DocumentCacheHandler Service
Overview
The DocumentCacheHandler is a sophisticated caching microservice that manages document cache operations for the Publisher platform. This service processes document change events and maintains optimized cache structures in Cosmos DB, Azure Blob Storage, and Event Hubs to ensure high-performance data access across the platform.
Business Purpose
This service serves as a critical caching layer that: - Maintains synchronized cache copies of frequently accessed documents (campaigns, vendors, landing pages, configuration) - Processes document change events to update cache structures in real-time - Optimizes data access patterns by pre-computing and storing filtered document views - Reduces database load by providing fast cache lookups for downstream services - Ensures data consistency across multiple cache storage systems
Architecture
Service Type
- Platform: Azure Functions (Containerized Kubernetes Microservice)
- Runtime: Node.js
- Trigger: HTTP Trigger (Anonymous authentication)
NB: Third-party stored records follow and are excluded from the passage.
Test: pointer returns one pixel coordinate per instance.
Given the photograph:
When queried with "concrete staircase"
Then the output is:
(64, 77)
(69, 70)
- Pattern: Event-Driven Cache Management
Key Components
graph TD
A[HTTP Request] --> B[Handler.js]
B --> C[Actions Router]
C --> D{Collection Type?}
D -->|Campaigns/Pixels/Rules| E[Collections.js]
D -->|Vendors| F[Vendors.js]
D -->|Landing Pages| G[LandingPages.js]
D -->|Configuration| H[Configuration.js]
E --> I[DocumentCacheService]
F --> I
G --> I
H --> I
I --> J[Cosmos DB Client]
J --> K[Cosmos DB: DocumentCache]
I --> L[Property Filtering]
L --> M[Change Detection]
M --> N{Update Needed?}
N -->|Yes| O[Update Cache]
N -->|No| P[Skip Update]
O --> Q[Azure Blob Storage]
O --> R[Event Hub: kubecache]
O --> S[Event Hub: document_cache]
T[PropertyConfig.json] --> L
Data Flow
Cache Update Process
- Event Reception: Receives document change events via HTTP
- Message Validation: Validates required fields (record, collection, action)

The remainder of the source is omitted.